There are a number of blogs and websites that discuss candidate Trump’s communication tactics as well.  Michael Maslansky has written an interesting analysis in this regard. It can be found at: http://www.prdaily.com/Main/Articles/Communication_strategies_from_Donald_Trump_20052.aspx he suggests that candidate Trump has used these five strategies to his advantage:

  1. He has a clear narrative, a master story that he sticks to
  2. He understands and taps into simple, emotional truths
  3. He speaks the language of his audience
  4. He reframes every debate question into language he prefers
  5. He is deliberately, decidedly different from his peers in both his style and approach.

Let’s look at a few of these. The master story he has created and continuously repeats is the slogan: “Make America great again.” That’s his master story and he consistently repeats that message.

The author says very correctly: “elections aren’t fought using reason; there fought using emotion.” I would insert trials are not about logic; they are about impression. The author says that the way to persuade people is to tap into what matters to them emotionally and Trump does that persistently.

Regarding the language of the people, this candidate ignores the complexity of political conversations and uses every day talk people understand. I would point out that it’s the role of the trial lawyer to eliminate big words, acronyms and complex sentences with short and simple communication.

As  to putting things  into language  he prefers, we all know the need to frame issues  correctly  and  put them into language  that favors our position.
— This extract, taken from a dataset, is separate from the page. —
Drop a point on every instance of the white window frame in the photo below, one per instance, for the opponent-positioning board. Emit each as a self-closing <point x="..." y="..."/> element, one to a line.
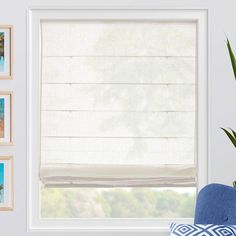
<point x="35" y="16"/>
Consider the idea of being decidedly different from his peers. We know  that in trials the first lawyer who looks,  sounds  and  acts  like a sterotyped lawyer loses. Our  job  is to be part of the tribe of  ordinary people on the jury and unlike our opponent.

The creator of the cartoon Gilbert, Scott Adams has an educational background in psychology and communication. He has written a very insightful article analyzing this subject involving Donald Trump. http://www.inc.com/peter-economy/the-6-persuasion-secrets-of-donald-trump-according-to-dilbert-s-scott-adams.html  here are some of his points:

  1. People are not primarily rational but “irrational” in their thinking process. As Adams points out people are not wired to be rational but rather have evolved in order to keep us alive.
  2. This fact is directly related to the power of appeal to emotions. Adam says that Trump completely ignores reality and rational thinking in favor of emotional appeals.
  3. Adams observes that when you appeal to emotions, the facts don’t really matter. He says:

“Trump knows psychology. He knows facts don’t matter. He knows people are irrational. While his opponents are losing sleep trying to memorize the names of foreign leaders in case someone might ask, trump knows that that is a waste of time. No one ever voted for President. based upon his or her ability to name heads of state. People vote based on emotion, period.”

  1. He has mastered identity politics. Adam says that when you are identified with the issues of Americans they are committed to you. Adam says that: “identity is always the strongest level of persuasion.” I would note that when we connect our case to the strong value systems and underlying driving issues in the case we have captured the jurors involved.